Dänemarks Aufholjagd begann in der zweiten Hälfte wieder erfolglos: Torhüterin Poulsen hält, dann im Gegenstoß ein technischer Fehler und Jensen trifft im nächsten Angriff das Latteninnenkreuz! So schön auch Kristiansens Rückhandtor im Sprung zum 11:16 (34.) war, Brasilien zog auf 20:13 (38.) durch einen Siebenmeter von Nascimento weiter davon. Aber die Südamerikaner leisteten sich auch eine kleine Schwächeperiode, in der Dänemark noch einmal über eine offensive Deckung (4:2) schnelle Balleroberungen anstrebte. Das 19:22 (51.) durch Fisker und das 20:23 durch Kristiansen (54.) ließen Hoffnungen aufleben. Brasiliens Endspurt auf 27:20 (59.) durch Rodrigues war Dänemark nicht mehr gewachsen.

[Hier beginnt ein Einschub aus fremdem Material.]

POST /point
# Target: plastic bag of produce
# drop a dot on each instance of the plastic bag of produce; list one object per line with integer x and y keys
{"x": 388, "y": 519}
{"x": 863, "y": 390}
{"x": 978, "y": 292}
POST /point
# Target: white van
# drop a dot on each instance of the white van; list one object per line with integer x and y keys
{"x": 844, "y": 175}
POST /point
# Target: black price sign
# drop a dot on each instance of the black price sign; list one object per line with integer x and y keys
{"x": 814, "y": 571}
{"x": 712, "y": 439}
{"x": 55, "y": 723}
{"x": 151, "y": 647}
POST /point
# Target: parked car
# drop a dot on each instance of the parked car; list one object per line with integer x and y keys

Brasilien zog völlig verdient ins Finale ein. Immer wenn es enger oder nötig wurde, im Tempo und der Spielpräzision anzuziehen, zeigten die Brasilianerinnen ihr großes individuelles Können. Aber auch die Mannschaft insgesamt wirkte sehr gefestigt und sicher in Abwehr sowie Angriff mit den verschiedenen Systemen. Auch die emotionale, sich gegenseitig anfeuernde Seite spielte im „Teamworking“ eine große Rolle. Bemerkenswert: Das Team verließ in der Halbzeitpause nicht die Halle und besprach im Kreis an der Auswechselbank das „Nötige“ für die zweite Halbzeit. Es half prima zum Sieg!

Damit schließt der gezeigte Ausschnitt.